Although it wasn’t reasonable, Iris could have felt jealous now. But she admired Colton instead. Even though she’d doubted his relationship with Eva had been truly from the heart, he wasn’t going to let her misery go unnoticed. It was clear that if she was still alive, and he could find a way to save her, Colton was going to do so.
“So what do you want to show me? And what does it have to do with what I just said?”
“In a minute,” Colton said. “We’re getting closer. I’ve been trying to get to the bottom of this thing, and discovered that the key to unlocking this mystery is to know what really happened before the Beasts.”
“Some kind of war,” Iris suggested as they stopped in front of the two-story house. “I imagine it was a terrible war that destroyed the sky above and turned it gray.” Iris glanced up for a second, then looked around her at the mess of the Ruins. “The kind of war that killed people. And damaged plants, turning them into horrible black seeds bending awkwardly out of the earth’s soil? A war that disfigured every animal species and turned them into some new-born monsters?” Iris was speculating from the top of her head. She’d never really thought much about it. Someone had destroyed the world, and the Beasts had restored it for some unknown reason.
“Here is a big part of the answer to what happened,” Colton waved the black light instrument at the house’s wall to show her a new Pentimento he’d found.
“You’ve been seriously working this out,” Iris was impressed. “And you’ve already searched the Ruins for other Pentimentos?”
“Just look,” Colton insisted.
The part of the peeled paint from under the new paint showed another old graffiti. It was written on a whim, with an awkward angle upward and to the right, and not all of it was visible. Only the words “rising.”
“Rising?” Iris grimaced.
“Come here,” Colton ran eagerly to the next building, splaying the light on another wall where it said, in the same handwriting and reddish spray, “upris.”

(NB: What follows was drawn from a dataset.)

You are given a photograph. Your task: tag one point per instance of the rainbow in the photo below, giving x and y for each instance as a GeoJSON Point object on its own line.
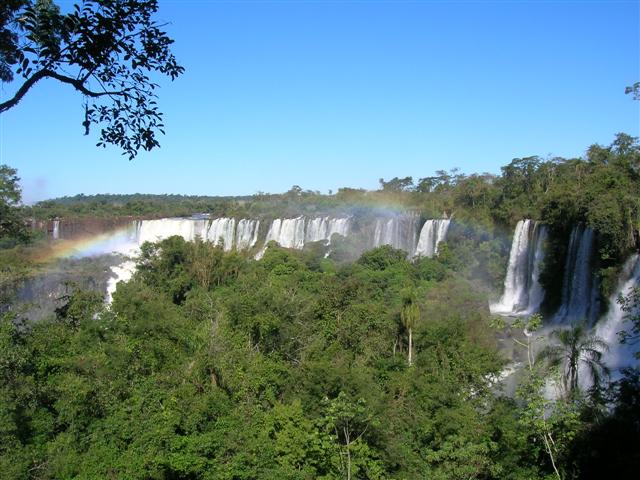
{"type": "Point", "coordinates": [121, 240]}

“And here,” Colton’s enthusiasm was contagious. He continued showing her the red paint on most of t
he buildings on this street. It was clear that the word written underneath was “uprising.”

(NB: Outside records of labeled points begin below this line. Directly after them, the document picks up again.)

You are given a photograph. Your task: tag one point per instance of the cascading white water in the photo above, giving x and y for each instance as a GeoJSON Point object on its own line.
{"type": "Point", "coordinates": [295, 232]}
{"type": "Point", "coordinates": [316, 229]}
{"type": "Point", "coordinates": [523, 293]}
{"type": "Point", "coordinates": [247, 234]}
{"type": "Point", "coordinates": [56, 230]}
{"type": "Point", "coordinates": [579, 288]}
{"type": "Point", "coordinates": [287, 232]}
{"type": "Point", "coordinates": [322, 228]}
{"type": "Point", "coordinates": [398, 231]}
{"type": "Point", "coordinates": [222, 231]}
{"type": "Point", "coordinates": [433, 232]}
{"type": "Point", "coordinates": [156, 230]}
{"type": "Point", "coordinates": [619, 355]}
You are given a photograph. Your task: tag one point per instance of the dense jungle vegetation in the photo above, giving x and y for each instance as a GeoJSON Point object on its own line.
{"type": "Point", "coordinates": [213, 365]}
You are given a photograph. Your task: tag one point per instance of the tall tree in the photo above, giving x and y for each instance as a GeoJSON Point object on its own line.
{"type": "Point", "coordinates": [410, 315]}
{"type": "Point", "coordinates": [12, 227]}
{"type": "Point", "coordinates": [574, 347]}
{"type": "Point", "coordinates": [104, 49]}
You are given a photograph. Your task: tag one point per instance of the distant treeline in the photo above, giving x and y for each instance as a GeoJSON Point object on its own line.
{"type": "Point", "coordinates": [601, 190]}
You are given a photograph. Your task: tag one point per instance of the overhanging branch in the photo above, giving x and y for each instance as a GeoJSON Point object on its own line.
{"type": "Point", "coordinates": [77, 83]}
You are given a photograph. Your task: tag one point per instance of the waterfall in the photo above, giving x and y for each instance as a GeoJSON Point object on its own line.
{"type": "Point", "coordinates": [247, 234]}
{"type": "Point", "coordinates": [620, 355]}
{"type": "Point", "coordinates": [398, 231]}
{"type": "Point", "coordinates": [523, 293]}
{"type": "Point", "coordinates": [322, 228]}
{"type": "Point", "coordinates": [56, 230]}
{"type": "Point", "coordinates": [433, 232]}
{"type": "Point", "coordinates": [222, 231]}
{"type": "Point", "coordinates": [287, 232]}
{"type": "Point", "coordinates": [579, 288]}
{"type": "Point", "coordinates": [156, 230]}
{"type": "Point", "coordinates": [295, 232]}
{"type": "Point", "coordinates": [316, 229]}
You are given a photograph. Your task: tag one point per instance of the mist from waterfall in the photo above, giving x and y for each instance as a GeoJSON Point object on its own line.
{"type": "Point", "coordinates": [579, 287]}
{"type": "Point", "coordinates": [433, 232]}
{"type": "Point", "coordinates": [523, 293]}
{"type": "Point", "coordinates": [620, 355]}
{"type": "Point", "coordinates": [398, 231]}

“I get it, Colton. Stop.” Iris calmed him down. His eagerness to know what happened to Eva was exhausting her mind. “So there was an uprising before the Beasts came. It’s not that surprising. If nations managed to mess up the world so bad, then there definitely were people who wanted to make things right.”
“The question is, an uprising against who?” Colton said.
“The government, I guess,” Iris speculated. “Whatever was equivalent to the Council of their time.”
“You said it yourself, the Council,” Colton said.
“You lost me now. What are you saying?”
“Remember the saying ‘humans only see what they…?’ I don’t think it was written by humans. I think it was written by the Beasts.”
“That doesn’t make sense, Colton.” Iris said. “Why would they?”
“What if the Beasts never really arrived, Iris?” Colton held her by the shoulder. It was a firm grip, but it didn’t hurt.
“Are you saying there are no Beasts?” Iris found herself staring up at the gray sky, then back to Colton with his intense blue eyes. “Are you saying the Beasts are an illusion like the Great Wall? That they are simply made up by humans? The Council?”
19
Although everyone else neglected them at the party, Zoe was having a great time with Cody. He was as clumsy and awkward as they come, but he was making a great effort to impress her. She’d imagined he’d tried to make an impression on Iris as well, but it didn’t bother Zoe. She figured he was just lonely. Something told her that boys like him stick around if they fall in love. They’d be lonely enough to cherish being with someone they appreciate, and sharing a life together.
Except for a few glasses spilled, a little tripping while entering the birthday, and talking non-stop, Cody was okay.
“You know what we are in this party?” Cody whispered to her, trying his best to hold onto his glass among the crowd. He told her he never drank out of such fancy glasses, and that he preferred paper cups. Even better, drinking straight from bottles.